Most of their description of systems engineering seemed applicable to
what computer system administrators do. It appears that we would
constitute a particular specialty. However, on their page
http://www.incose.org/practice/fellowsconsensus.aspx
was this:
Commentary by Brian Mar
[***Stephen's comments interspersed like so****]
Most systems engineers accept the following basic core
concepts:
1. Understand the whole problem before you try to solve it
[****UH OH. Computer system administrators rarely have
the resources to do that. Indeed, understanding the
problem is often the majority of the cost of solving
it.****]
2. Translate the problem into measurable requirements
3. Examine all feasible alternatives before selecting a
solution [****There are usually so many "feasible"

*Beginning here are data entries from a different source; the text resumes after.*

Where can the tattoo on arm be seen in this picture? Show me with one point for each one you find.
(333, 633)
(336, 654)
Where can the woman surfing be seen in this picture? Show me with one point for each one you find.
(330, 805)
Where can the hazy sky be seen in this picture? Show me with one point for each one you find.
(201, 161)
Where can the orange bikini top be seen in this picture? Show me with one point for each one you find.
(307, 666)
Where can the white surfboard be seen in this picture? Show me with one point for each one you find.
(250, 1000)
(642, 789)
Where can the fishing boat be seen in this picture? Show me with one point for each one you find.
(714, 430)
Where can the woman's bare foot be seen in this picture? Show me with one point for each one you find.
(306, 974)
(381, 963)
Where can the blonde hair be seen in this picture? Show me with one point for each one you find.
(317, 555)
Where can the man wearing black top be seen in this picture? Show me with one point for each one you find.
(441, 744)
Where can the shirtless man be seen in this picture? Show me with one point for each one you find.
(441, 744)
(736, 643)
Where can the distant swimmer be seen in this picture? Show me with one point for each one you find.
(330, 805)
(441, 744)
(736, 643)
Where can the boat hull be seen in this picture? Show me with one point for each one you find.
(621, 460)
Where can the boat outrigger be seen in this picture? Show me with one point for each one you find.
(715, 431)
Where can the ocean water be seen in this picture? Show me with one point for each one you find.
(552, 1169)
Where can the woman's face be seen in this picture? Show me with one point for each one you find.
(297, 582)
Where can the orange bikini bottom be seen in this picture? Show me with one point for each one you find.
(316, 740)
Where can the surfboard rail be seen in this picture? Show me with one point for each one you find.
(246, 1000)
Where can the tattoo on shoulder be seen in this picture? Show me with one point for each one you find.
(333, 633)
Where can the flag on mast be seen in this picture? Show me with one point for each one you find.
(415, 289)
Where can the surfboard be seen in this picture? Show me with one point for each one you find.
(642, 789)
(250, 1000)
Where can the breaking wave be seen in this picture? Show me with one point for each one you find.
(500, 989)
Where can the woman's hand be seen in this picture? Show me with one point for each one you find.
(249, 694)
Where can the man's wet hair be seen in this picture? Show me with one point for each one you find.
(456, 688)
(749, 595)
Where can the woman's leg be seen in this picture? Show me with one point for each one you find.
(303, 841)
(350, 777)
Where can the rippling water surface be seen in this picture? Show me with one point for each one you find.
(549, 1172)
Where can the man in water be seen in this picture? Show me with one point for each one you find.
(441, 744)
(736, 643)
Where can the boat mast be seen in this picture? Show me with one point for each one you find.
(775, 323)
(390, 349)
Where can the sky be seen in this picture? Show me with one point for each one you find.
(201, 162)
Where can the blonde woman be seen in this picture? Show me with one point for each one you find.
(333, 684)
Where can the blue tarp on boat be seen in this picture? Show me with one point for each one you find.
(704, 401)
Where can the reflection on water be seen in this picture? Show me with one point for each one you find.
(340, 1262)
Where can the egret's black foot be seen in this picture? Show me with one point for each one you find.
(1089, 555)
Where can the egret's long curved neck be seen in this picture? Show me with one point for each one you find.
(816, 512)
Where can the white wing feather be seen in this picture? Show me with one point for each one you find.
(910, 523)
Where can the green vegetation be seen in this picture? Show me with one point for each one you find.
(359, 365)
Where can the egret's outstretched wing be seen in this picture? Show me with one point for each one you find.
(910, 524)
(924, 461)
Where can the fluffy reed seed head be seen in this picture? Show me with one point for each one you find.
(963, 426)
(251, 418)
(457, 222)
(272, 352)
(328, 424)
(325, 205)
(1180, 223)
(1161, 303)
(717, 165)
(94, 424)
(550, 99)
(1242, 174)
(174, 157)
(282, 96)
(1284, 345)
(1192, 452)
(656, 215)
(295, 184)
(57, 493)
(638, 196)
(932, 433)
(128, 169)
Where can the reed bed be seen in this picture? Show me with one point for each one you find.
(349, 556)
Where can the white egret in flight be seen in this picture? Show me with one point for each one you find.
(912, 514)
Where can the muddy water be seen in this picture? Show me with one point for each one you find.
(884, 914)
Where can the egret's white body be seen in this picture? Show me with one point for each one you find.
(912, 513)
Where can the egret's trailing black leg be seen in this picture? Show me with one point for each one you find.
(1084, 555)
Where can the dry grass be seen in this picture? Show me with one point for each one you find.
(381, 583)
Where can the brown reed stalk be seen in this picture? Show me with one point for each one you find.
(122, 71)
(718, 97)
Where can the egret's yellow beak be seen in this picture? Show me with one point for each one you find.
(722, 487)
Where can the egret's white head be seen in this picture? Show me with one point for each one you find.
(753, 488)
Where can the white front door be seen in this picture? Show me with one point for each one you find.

solutions that such an exhaustive examination is not
cost effective***]
4. Make sure you consider the total system life cycle. The
birth to death concept extends to maintenance,
replacement and decommission. If these are not
considered in the other tasks, major life cycle costs
can be ignored.
5. Make sure to test the total system before delivering
it.
6. Document everything.
[***back to Stephen***]
That looks representative of their applicability: much of it applies
(e.g., "Document everything."), but significant pieces don't.
Also, part of the systems engineering approach is to model solutions
before building them, but in the case of computer system administration,
it is often more expensive to model a system (representation +
instrumentation + interpretation + measurement) than to build it. I do
hope that virtualization techniques (e.g., Solaris domains, VMware, Xen)
will begin to give us the tools to do cost-effective modeling.